Abstract Leaf water status information is highly needed for assessing high temperature stress. Leaf equivalent water thickness (fresh weight − dry weight)/area) is commonly used functional plant trait. Retrieval of leaf equivalent water thickness based on hyperspectral remote sensing has been shown to be rapid and accurate. However, a universal index that is applicable to various plants remains a considerable challenge. Few attempts had been made to monitor kiwifruit leaf equivalent water thickness using hyperspectral vegetation indexes under high temperature stress. In this study, a high temperature stress experiment was conducted in ambient conditions on 29 July–1 August 2021 during the kiwifruit expansion period to obtain a leaf spectrum dataset in the laboratory after the high temperature (above 35 °C) duration time for 1, 2, 3, and 4 days. This study systematically analyzed the performance of hyperspectral vegetation indexes of kiwifruit in estimating leaf equivalent water thickness with the range of 0.02–0.04 g/cm2. Newly developed and published spectral indexes were calculated to estimate kiwifruit leaf equivalent water thickness. Results showed that the newly developed three-band vegetation index (R2039 − R2438)/R752 generated the optimal testing performance for estimating kiwifruit leaf equivalent water thickness, with the coefficient of determination of 0.771, root mean square error of 0.0024 g/cm2, and residual prediction deviation of 2.09, respectively. This study suggests that the kiwifruit leaf equivalent water thickness under high temperature stress could be accurately estimated based on leaf level spectral indexes.

查看原文本刊更多论文

利用叶片光谱反射率监测高温条件下猕猴桃叶片等效水厚度

叶片水分状态信息是评估高温胁迫的重要信息。叶片等效水分厚度(鲜重-干重)/面积)是常用的功能性植物性状。基于高光谱遥感的叶片等效水分厚度反演具有快速、准确的特点。然而，一个适用于各种植物的通用指数仍然是一个相当大的挑战。利用高光谱植被指数监测高温胁迫下猕猴桃叶片等效水分厚度的研究较少。本研究于2021年7月29日至8月1日在猕猴桃膨化期的环境条件下进行高温胁迫试验，获得高温(35℃以上)持续1、2、3、4天后的室内叶片光谱数据。本研究在0.02 ~ 0.04 g/cm2范围内系统分析了猕猴桃高光谱植被指数估算叶片等效水分厚度的性能。计算了新开发和发表的光谱指数来估计猕猴桃叶片的等效水分厚度。结果表明，新开发的三波段植被指数(R2039−R2438)/R752对猕猴桃叶片等效水分厚度的预测性能最优，决定系数为0.771，均方根误差为0.0024 g/cm2，残差预测偏差为2.09。研究表明，利用叶级光谱指标可以准确估算高温胁迫下猕猴桃叶片的等效水分厚度。

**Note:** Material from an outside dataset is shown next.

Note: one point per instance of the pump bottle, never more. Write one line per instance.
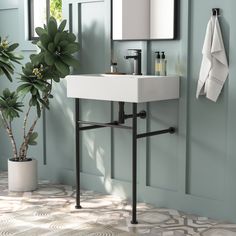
(157, 63)
(163, 64)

本文章由计算机程序翻译，如有差异，请以英文原文为准。

求助全文

约1分钟内获得全文求助全文

来源期刊

Spectroscopy Letters 物理-光谱学

CiteScore

2.90

自引率

5.90%

发文量

审稿时长

1.3 months

期刊介绍： Spectroscopy Letters provides vital coverage of all types of spectroscopy across all the disciplines where they are used—including novel work in fundamental spectroscopy, applications, diagnostics and instrumentation. The audience is intended to be all practicing spectroscopists across all scientific (and some engineering) disciplines, including: physics, chemistry, biology, instrumentation science, and pharmaceutical science.